Yemisi Izuora
IMF chief Christine Lagarde was in Kenya last year and met President Uhuru Kenyatta, where the International Monetary Fund offered to make loans of around $700m (£460m) available to the country.
The money will be used as an insurance policy to protect against any threats to the country’s economy which is measured as a financial powerhouse in East Africa.
The Kenyan government requested the package as a precautionary measure, in case of an emergency such as a natural disaster or militant attack.
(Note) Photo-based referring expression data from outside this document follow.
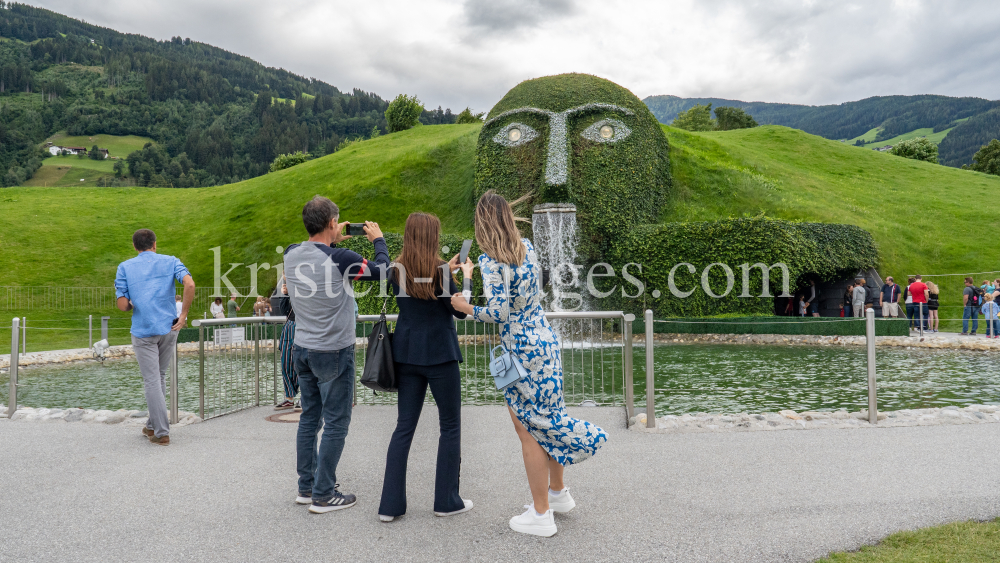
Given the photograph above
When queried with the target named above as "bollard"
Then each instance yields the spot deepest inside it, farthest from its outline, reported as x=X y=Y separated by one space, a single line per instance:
x=12 y=396
x=650 y=386
x=627 y=365
x=870 y=337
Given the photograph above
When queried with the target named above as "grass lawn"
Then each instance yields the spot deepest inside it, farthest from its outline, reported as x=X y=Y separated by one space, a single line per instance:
x=925 y=218
x=119 y=146
x=959 y=542
x=64 y=176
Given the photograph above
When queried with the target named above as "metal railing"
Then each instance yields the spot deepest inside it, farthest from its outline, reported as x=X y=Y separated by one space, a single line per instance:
x=14 y=360
x=239 y=367
x=650 y=367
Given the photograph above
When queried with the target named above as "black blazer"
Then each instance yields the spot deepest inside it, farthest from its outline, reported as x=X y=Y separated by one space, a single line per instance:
x=425 y=332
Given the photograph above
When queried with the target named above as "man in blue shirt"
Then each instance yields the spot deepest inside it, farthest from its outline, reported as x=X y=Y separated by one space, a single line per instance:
x=145 y=285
The funds will be available for the next 12 months.
Wildlife, such as this dazzle of zebras, are among Kenya’s top tourist attractions
The ministry of finance has told the IMF it doesn’t intend to use the funds just as IMF advised that it will act as security against “economic shocks.
It is worth remembering the economy is doing well, last year it grew by 5 percent and the Kenyan government say it’s being prudent, guarding against any natural or man-made disasters.
But it is on record that Kenya faces terror threat from al-Shabab, the Islamist militants who murdered more than 100 people last year in raids across the country.
This has already badly damaged the country’s tourism trade, and also the insurance policy comes at a price as the government has to commit to follow IMF rules.
These include managing debt levels, commitments on big infrastructure spending when it comes to improving road and rail networks and meeting inflation targets.